President Joe Biden's administration has announced that the US would develop the first ever National Strategy to Counter Islamophobia, as discontent among Muslim and Arab Americans rises over Washington's response to the Israel-Gaza war.
The White House said on Wednesday it was still developing the strategy and is working “with community leaders, advocates, members of Congress and more” to solidify specific deliverables “which will be a joint effort led by the Domestic Policy Council and the National Security Council”, White House Press Secretary Karine Jean-Pierre said in a statement.
But many Muslim Americans are sceptical that the Biden administration is putting forward a good-faith effort.
“Anytime an effort is launched to combat Islamophobia, we would welcome it and appreciate it,” Samina Sohail, vice chairwoman of the Islamic Centre of Greater Cincinnati in the state of Ohio, told The National.
“However, this time, with this administration, they need to first establish credibility with Muslim Americans.”
Ms Sohail said that “on occasion after occasion”, the White House “has really alienated us”.
Vice President Kamala Harris noted on Wednesday that the US has seen a sharp rise in anti-Palestinian, anti-Arab, anti-Semitic and Islamophobic incidents “as a result of the Hamas terrorist attack in Israel and the humanitarian crisis in Gaza.”
“Muslims in America and those perceived to be Muslim have endured a disproportionate number of hate-fuelled attacks,” Ms Harris said in remarks announcing the launch of the national strategy.
In the aftermath of the Hamas attack in Israel last month, a landlord fatally stabbed six-year-old Wadea Al Fayoume, a Palestinian-American boy, and gravely injured his mother. The Department of Justice is investigating the stabbing as a hate crime.
Mr Biden held a closed-door meeting with Muslim-American leaders last week, a source told The National, as community resentment grows over his support for Israel, including a multibillion-dollar request for increased funding for the US ally.
Ms Sohail hopes that the administration will look to community leaders and take accountability for Muslim-American mistrust as it shapes its strategy to combat Islamophobia.
The President, she said, needs to “look at your own tone, look at your own rhetoric, issue apologies to the Muslim-American community which is so hurt by what you are doing”.
“And we don't even have a voice and where our tax dollars go,” she added.
“Talk to the Muslim-American constituency and make a plan that there is buy in from our end.”
Many leaders in the Arab-American community, an important and often Democratic-voting bloc, have warned Mr Biden that the administration's approach could lose him their critical vote in 2024.

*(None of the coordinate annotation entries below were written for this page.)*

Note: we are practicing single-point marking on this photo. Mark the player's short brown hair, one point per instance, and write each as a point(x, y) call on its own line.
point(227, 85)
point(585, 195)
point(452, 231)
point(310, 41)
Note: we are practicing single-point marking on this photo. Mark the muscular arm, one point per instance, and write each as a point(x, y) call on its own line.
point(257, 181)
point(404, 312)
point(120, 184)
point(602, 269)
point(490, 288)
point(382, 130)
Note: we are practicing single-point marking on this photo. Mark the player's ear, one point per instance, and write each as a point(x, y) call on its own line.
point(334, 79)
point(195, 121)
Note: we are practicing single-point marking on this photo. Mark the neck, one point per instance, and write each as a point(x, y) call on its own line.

“Nothing could have prepared us for the complete erasure of our voices and radio silence from those whom we elected to protect and represent us,” Abdullah Hammoud, the Democratic mayor of Dearborn, Michigan, wrote on X, formerly Twitter.
The new White House strategy on Islamophobia has been expected since the administration first unveiled a national strategy to combat anti-Semitism earlier this year.

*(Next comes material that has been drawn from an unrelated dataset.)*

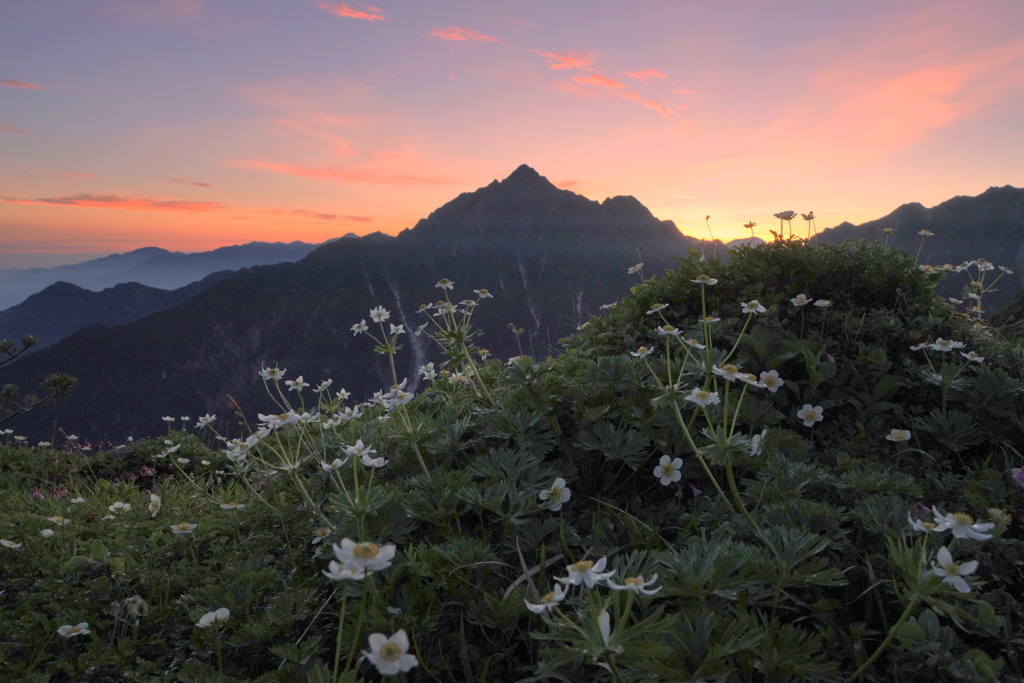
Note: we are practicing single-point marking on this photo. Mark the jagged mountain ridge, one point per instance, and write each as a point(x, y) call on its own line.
point(989, 225)
point(150, 265)
point(64, 308)
point(550, 257)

Spikes in anti-Muslim sentiment in the US long predated the current crisis in Gaza, most visible in a wave of federal surveillance of mosques and Muslim community centres following the September 11, 2001, terrorist attacks.
Ms Sohail said fears, especially among Muslim women who wear hijab in her predominantly conservative and Christian community, hearken back to those years.
“Many, many Muslim women are visibly Muslim … And to be reminded just like we were after 9/11, to watch your back, to go out in groups, because Islamophobia is real and people are being targeted.”
A 2021 report from Pew Research found that “many Americans know little about Islam or Muslims, and views toward Muslims have become increasingly polarised along political lines”.
In 2017, during the first few months right-wing former president Donald Trump's administration, Pew found that 48 per cent of Muslim-American adults “had personally experienced some form of discrimination because of their religion in the previous year”.
By comparison, that was 43 per cent in 2011 and 40 per cent in 2007.
This current spike in fears of anti-Muslim hatred is already shifting community dynamics, said Ms Sohail.
Pro-Israel politics have dominated the community response, including at many of their children's schools, where she said they have been asked to wear blue and white in support of Israel.
She said this is creating a sentiment among the community's few Muslims that “we can't even mourn our own”, as the death toll in Gaza skyrockets.
“We have friends in the Christian community and Jewish community, and many have reached out and validated our hurt. But we have also felt the silence of others who have not,” said Ms Sohail.
“And so I think only time will tell what our relationships will look like.”